Se le cayó el alma a los pies. Sarah sintió como los ojos le ardían por las lágrimas. Sus manos, que él había sujetado un instante antes, temblaban. Jamás había probado el sabor de la vergüenza y el escarnio, era realmente doloroso; en ese momento se sentía como la más indigna de las mujeres.

Había sido una estúpida; lo había confundido todo, pensando que él la desearía, que podría estar interesado en ella. Incluso cuando creyó que se burlaría de su propuesta, no imaginó que pudiera llegar a doler tanto el rechazo. No sólo no le había hecho reír, sino que le había repugnado. El hombre noble y gentil que le había hecho estremecer horas antes, se había convertido en un ser frío y cruel. Y sólo ella era la culpable.

Le había empujado más allá de cualquier posible diplomacia. Sabía que él había intentado ser cortés, incluso sintió que la protegía y quizá sólo intentaba no herirla, pero, al final, no le había dejado otra opción. Se había arriesgado y había perdido. Había desperdiciado su única oportunidad para encontrar a William; y, de paso, había conseguido el desprecio del único hombre que alguna vez había tocado su corazón.

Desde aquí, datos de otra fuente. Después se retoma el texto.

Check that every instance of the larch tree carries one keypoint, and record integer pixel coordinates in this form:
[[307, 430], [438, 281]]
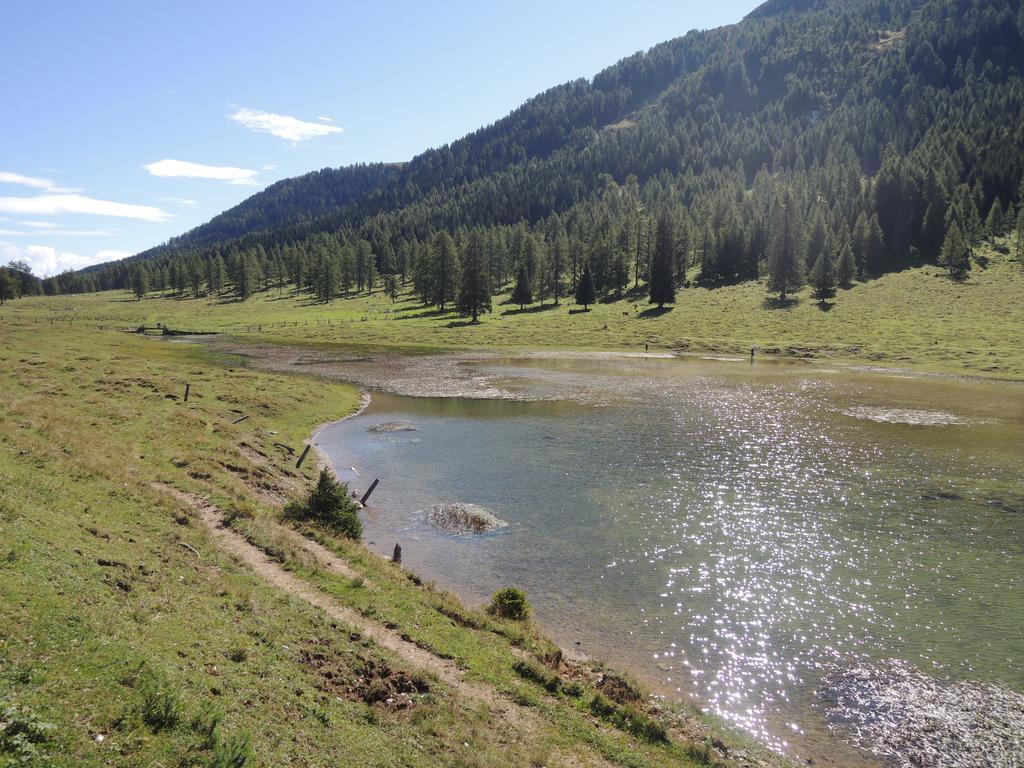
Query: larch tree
[[445, 275], [585, 294], [783, 254], [522, 294], [955, 253], [474, 297], [663, 280]]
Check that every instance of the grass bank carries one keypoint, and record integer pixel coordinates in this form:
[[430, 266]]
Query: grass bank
[[916, 318], [129, 637]]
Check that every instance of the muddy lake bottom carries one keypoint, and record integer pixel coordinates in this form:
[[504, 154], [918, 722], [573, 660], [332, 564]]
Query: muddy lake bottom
[[790, 547]]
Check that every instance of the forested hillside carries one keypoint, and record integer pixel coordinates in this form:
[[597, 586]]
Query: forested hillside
[[821, 141]]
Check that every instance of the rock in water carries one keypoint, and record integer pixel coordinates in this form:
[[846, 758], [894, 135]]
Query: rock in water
[[394, 426], [462, 518]]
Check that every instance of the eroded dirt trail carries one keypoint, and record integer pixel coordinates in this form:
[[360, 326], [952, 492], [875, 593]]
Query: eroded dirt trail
[[514, 715]]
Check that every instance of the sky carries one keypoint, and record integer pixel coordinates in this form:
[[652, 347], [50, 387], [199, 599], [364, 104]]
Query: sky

Limpiándose las lágrimas de su cara, Sarah hizo acopio de fuerzas y enderezó su espalda. Ya no tenía caso castigarse. Se había equivocado, sí, pero hacerse un ovillo en el suelo y llorar no iba a solucionarlo. No iba a dejarse hundir por esto. Lo que necesitaba ahora era distraerse, llenar su cabeza con algo hasta conseguir mitigar la aflicción de su pecho. Después ya batallaría con su conciencia.